I had 2 different people reminding me before we went onstage. Similar, I'd run things past them. And then there'd be a whole pile of songs, and I was pretty sure that we didn't play whatsoever of these and could pick and choose from that group.
At what point did the covers come up in to the equation?
At every bespeak. Significant, some of them really early. Some of them in reaction to things people would say. I of the doughnuts was going to exist lemon and everybody was like, "Oh you're going to play 'The Lemon Vocal,'" and I don't want to play "The Lemon Song," information technology's also obvious. Everybody was expecting some lemon thing — well, let's do Radiohead because it's just more fun. [The band covered "Everything in Its Correct Place," which has a lemon reference in its lyrics.]

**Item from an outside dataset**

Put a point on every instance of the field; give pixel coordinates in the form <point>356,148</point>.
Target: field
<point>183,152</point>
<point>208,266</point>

Sometimes, I think it could exist seen about Phish [snooty voice] "Oh, they play a lot of covers." Over the years, nosotros've played 280 original songs but we also like to have played a lot of covers. For a while we did a 2nd ring that only played jazz standards, the Johnny B. Fishman Jazz Ensemble. We just played "Jump Monk" and "4" and "Moose the Mooche" and all of those songs considering nosotros felt similar information technology was important as American musicians to be familiar with that style of music. We did the same affair equally a bluegrass band for a while. It wasn't good, merely nosotros feel similar it's part of our heritage.
And i of the things I was thinking during this run was that I was ever a fan of swing bands, of Ella Fitzgerald and Duke Ellington and Benny Goodman. I like that era of music because the musicianship was really high. Simply they chosen themselves dance bands first — all those bands played the pop songs of the day. Charlie Parker and Django Reinhardt and all my favorite musicians played covers and got improve as a effect.
I couldn't assistance notice Billy Joel's "New York State of Mind" playing after the show on the concluding night.
We ever laugh near that; nosotros wonder if people notice what'due south playing on the fashion out. Absolutely no hostility at all. We beloved Billy.